Профессор Браун обладает многими качествами для задачи, которая была на него возложена. Он знал, любил и восхищался мистером Чоатом. Будучи выпускником и профессором Дартмутского колледжа, сыном бывшего президента, он уловил большую часть света, отраженного на колледж гением и славой ее блестящего сына. Будучи сам хорошим ученым, он компетентен оценить зрелую образованность мистера Чоата и его любовь к литературе. Его стиль ясен, прост и мужественен. Он также обладает моральными качествами, необходимыми человеку, который берется писать биографию выдающегося человека, недавно скончавшегося, у которого остались дети, родственники, друзья, знакомые и соперники — такт, инстинкт, суждение, которые учат, что сказать, а что оставить несказанным, и отказываются допускать публику в те внутренние покои ума и сердца, куда публика не имеет права входить. Но у него есть одна дисквалификация: он не юрист, а никто, кроме юриста, не может взять полный масштаб и размеры того, чем был и что делал мистер Чоат. Ибо мистер Чоат, как бы разнообразны ни были его интеллектуальные вкусы, как бы широк ни был круг его интеллектуального любопытства, делал все остальное второстепенным и подчиненным юридическим занятиям и профессиональным стремлениям. Праву он отдал свой ум и жизнь, и все, что он делал вне права, делалось в те передышки и антракты профессионального труда, в которые большинство юристов с большой практикой довольствуются тем, что ничего не делают.
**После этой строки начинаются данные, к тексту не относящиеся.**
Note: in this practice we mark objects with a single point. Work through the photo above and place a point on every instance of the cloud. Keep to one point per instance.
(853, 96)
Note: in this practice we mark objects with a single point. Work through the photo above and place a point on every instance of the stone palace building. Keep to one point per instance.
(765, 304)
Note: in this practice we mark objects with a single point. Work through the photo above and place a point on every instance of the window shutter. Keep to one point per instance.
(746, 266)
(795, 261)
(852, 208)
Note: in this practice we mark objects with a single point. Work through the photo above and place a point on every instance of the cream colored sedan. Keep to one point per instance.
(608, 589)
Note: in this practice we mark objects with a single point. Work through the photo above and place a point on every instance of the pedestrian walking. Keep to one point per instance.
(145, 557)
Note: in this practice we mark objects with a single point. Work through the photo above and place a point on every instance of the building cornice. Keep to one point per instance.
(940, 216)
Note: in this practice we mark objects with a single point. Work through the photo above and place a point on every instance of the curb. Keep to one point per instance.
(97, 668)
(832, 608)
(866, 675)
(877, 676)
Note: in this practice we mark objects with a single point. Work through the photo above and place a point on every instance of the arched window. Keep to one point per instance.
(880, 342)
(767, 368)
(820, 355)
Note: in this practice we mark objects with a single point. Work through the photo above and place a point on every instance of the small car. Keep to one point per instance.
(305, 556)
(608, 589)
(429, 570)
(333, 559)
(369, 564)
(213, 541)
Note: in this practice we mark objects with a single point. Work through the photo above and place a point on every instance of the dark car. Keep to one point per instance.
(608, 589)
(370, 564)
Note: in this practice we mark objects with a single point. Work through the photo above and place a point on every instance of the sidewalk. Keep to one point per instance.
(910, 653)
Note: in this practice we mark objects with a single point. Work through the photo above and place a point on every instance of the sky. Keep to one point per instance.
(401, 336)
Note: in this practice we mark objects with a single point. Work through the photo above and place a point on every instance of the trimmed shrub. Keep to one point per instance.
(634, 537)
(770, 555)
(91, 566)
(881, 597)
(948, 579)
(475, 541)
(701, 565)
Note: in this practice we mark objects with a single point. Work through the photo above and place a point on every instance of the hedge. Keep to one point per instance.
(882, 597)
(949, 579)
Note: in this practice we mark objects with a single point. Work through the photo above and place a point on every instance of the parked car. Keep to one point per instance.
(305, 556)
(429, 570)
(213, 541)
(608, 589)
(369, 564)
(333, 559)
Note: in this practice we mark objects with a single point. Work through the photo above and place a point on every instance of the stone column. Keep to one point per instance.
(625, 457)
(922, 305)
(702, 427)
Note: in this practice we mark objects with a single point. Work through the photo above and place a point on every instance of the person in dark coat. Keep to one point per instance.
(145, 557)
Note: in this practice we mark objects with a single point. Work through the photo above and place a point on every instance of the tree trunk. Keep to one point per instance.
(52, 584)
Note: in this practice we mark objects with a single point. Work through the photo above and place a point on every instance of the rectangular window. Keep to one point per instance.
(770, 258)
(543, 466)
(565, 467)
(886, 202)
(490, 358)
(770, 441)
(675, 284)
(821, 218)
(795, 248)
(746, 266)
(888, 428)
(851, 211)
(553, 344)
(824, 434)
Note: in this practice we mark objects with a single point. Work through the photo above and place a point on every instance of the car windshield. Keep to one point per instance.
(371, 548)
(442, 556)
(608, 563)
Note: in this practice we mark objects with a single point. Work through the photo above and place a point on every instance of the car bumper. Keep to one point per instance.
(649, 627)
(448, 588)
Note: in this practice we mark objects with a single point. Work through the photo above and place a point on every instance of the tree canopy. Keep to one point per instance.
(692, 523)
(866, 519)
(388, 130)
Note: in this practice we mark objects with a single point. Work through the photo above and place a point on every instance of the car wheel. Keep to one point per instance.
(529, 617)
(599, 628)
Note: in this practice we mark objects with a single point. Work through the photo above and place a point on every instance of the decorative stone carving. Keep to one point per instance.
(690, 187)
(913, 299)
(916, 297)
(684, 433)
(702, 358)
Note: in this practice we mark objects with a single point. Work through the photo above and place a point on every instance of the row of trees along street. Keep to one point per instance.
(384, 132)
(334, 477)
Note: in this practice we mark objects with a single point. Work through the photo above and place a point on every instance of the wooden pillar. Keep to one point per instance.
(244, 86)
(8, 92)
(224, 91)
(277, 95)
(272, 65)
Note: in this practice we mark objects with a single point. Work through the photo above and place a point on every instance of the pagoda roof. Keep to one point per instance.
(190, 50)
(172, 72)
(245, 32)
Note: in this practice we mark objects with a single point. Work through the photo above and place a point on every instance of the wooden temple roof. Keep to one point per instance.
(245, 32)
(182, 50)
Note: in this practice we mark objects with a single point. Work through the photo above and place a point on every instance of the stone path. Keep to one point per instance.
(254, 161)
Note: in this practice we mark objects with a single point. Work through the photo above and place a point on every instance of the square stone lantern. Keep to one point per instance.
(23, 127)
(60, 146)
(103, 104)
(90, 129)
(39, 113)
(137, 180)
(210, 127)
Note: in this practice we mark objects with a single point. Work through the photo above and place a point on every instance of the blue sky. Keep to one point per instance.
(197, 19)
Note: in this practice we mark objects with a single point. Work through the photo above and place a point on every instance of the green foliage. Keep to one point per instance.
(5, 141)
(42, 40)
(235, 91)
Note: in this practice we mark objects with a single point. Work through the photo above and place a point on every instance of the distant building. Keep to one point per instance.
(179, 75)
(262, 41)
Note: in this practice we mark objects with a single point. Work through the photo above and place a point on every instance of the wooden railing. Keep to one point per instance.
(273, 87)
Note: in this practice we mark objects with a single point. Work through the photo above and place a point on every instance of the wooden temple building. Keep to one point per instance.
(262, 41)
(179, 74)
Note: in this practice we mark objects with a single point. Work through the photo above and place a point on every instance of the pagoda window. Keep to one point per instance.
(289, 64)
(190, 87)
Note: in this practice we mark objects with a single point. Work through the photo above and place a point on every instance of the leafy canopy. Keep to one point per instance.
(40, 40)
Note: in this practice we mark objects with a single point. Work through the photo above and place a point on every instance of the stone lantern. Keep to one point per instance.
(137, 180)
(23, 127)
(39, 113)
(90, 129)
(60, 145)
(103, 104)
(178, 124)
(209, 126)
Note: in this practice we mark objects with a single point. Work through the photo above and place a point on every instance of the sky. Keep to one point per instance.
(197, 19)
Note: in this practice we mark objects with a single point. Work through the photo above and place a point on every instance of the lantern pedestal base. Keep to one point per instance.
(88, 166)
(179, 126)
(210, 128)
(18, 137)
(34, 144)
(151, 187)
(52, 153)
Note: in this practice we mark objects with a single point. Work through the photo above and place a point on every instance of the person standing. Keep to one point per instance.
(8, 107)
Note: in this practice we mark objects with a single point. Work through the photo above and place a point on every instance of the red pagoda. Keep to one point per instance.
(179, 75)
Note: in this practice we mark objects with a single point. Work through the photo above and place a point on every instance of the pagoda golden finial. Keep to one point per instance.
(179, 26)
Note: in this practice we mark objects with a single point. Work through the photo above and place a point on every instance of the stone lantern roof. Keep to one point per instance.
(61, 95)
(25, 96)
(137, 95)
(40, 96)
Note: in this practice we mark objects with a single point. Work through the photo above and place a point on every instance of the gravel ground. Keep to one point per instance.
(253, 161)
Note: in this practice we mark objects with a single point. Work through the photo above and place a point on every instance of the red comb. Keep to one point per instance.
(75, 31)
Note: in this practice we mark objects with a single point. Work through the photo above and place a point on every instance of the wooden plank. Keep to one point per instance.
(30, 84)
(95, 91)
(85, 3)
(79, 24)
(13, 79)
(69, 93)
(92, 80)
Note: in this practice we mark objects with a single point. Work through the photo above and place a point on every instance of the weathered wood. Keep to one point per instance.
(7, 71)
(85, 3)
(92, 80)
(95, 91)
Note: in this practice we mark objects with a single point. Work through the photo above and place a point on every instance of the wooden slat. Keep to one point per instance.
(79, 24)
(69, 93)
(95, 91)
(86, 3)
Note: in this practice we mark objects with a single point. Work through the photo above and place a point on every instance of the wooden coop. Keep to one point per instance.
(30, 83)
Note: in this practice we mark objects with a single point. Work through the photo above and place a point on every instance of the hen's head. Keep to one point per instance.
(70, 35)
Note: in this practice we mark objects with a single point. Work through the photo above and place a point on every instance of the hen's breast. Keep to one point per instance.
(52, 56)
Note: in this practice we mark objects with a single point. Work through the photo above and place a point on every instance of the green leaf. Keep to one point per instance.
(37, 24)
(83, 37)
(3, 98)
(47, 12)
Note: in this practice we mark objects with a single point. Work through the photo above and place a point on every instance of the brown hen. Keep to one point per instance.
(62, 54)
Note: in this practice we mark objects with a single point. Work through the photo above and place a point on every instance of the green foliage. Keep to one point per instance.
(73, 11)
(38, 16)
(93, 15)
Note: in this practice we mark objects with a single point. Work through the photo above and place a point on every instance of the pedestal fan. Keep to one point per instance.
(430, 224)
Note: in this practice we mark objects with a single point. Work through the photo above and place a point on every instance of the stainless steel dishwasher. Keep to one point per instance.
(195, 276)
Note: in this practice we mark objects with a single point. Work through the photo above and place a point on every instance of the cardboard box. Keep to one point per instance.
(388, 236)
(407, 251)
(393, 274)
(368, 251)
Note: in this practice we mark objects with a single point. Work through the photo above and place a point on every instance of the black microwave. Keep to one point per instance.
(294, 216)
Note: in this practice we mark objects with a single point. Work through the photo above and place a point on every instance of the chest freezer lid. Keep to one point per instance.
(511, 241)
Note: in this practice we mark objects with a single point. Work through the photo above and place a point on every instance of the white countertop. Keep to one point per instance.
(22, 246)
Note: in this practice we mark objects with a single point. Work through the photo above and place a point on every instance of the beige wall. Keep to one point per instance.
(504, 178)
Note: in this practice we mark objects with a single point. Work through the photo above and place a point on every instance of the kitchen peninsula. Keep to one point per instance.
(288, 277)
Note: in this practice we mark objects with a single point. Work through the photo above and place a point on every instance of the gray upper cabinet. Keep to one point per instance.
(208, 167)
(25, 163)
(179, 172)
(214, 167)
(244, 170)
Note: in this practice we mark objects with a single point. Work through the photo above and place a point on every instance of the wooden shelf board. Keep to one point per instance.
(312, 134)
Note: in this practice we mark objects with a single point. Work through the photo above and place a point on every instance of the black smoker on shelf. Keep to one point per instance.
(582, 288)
Но биография профессора Брауна удовлетворительна во всех отношениях, даже в описании профессионального характера мистера Чоата, где, если где-либо, мы ожидали бы несовершенного понимания. Члены коллегии адвокатов могут быть уверены, что справедливость была воздана юридическим претензиям и заслугам того, кем они так справедливо гордились; и публика может быть уверена, что черты характера мистера Чоата, качества его ума — его великие и заметные силы, а также его более легкие грации и тонкие дары — были изложены со вкусом, чувством, суждением и проницательностью. Это кажется лишь умеренным языком, и все же мы подразумеваем под этим щедрую похвалу; всегда помня о трудностях предмета и, как счастливо сказал профессор Браун в своем предисловии, что «черты характера мистера Чоата были столь своеобразны, его свет и тени столь тонки, разнообразны и мимолетны». Мы признаемся, что сели читать биографию не без некоторого беспокойства, не без трепета опасения. Но все чувства такого рода вскоре рассеялись по мере того, как мы продолжали чтение, и на их месте появилось благодарное чувство грации, мастерства и вкуса, которые профессор Браун проявил в своем описании, и верный портрет, который он создал. И один секрет этого успеха заключается в том факте, что у него не было иной цели или задачи, кроме как воздать должное своему предмету. Он полностью свободен от самореференции. В самом отдаленном уголке его ума нет желания возвеличить свою должность и отвлечь внимание от темы биографии к самому биографу. Он не позволяет себе никаких отступлений, не навязывает никаких ненужных размышлений, не вступает в бесплодные дискуссии: он довольствуется тем, что разворачивает панораму жизни мистера Чоата и делает не более чем указывает на сцены и отрывки, когда они проходят перед глазами зрителя.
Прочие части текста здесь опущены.